7. Pour justifier de la déductibilité des sommes figurant dans le compte d'emprunt ouvert au nom d'une société Emiran Trust, dont elle n'a communiqué au demeurant ni la raison sociale exacte, ni l'adresse du siège social, la SARL Credico n'a produit aucune pièce, notamment aucun contrat, ni aucun tableau d'amortissement, mais persiste à alléguer que cette dette aurait été contractée par elle le 30 juillet 1997 et qu'elle aurait fait l'objet d'une reconnaissance conjointe par elle-même et la société Emiran Trust. Dès lors que la SARL Credico n'a produit aucun commencement de preuve au soutien de ces assertions, c'est à bon droit qu'a été remise en cause la déductibilité des sommes portées par elle à ce titre au passif du bilan de son exercice clos en 2009.
8. Cependant, aux termes de l'article 38 du code général des impôts, dans leur rédaction alors applicable : " (...) / 4 bis. (...), pour le calcul de la différence entre les valeurs de l'actif net à la clôture et à l'ouverture de l'exercice, l'actif net d'ouverture du premier exercice non prescrit déterminé, sauf dispositions particulières, conformément aux premier et deuxième alinéas de l'article L. 169 du livre des procédures fiscales ne peut être corrigé des omissions ou erreurs entraînant une sous-estimation ou surestimation de celui-ci. / Les dispositions du premier alinéa ne s'appliquent pas lorsque l'entreprise apporte la preuve que ces omissions ou erreurs sont intervenues plus de sept ans avant l'ouverture du premier exercice non prescrit. / (...) ".
9. Il résulte de ces dispositions que le législateur a rétabli, au premier alinéa du 4 bis de l'article 38 du code général des impôts, le principe d'intangibilité du bilan d'ouverture du premier exercice non prescrit pour la détermination du bénéfice imposable et a assorti ce principe de deux séries d'exceptions prévues aux deuxième et troisième alinéas de cet article. En vertu du deuxième alinéa précité, une erreur ou omission affectant l'évaluation d'un élément quelconque du bilan d'un des exercices non prescrits peut, si elle a été commise au cours d'un exercice clos plus de sept ans avant l'ouverture du premier des exercices non prescrits, être corrigée de manière symétrique dans les bilans de clôture et d'ouverture des exercices non prescrits, y compris dans le bilan d'ouverture du premier d'entre eux.

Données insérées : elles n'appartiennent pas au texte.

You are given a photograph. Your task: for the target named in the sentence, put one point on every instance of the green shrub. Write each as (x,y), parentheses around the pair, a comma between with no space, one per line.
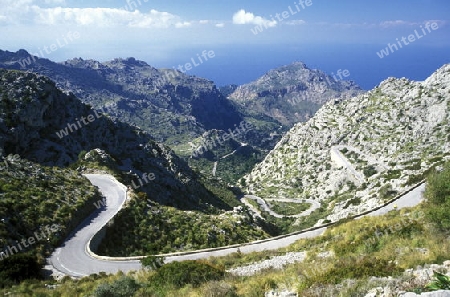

10. Toutefois, la SARL Credico, qui fait seulement état des dates auxquels les emprunts en cause auraient été contractés par elle auprès des sociétés Finacor Ltd et Emiran Trust, n'apporte aucun élément de nature à établir que les montants correspondants auraient fait l'objet d'une inscription dans sa comptabilité de l'exercice clos en 2001, soit plus de sept ans avant l'ouverture du premier exercice non prescrit. Il suit de là que la requérante ne peut utilement invoquer ces dispositions du deuxième alinéa du 4 bis de l'article 38 du code général des impôts pour soutenir que l'administration ne pouvait ni remettre en cause ces écritures comptables ni pratiquer des rehaussements à ce titre.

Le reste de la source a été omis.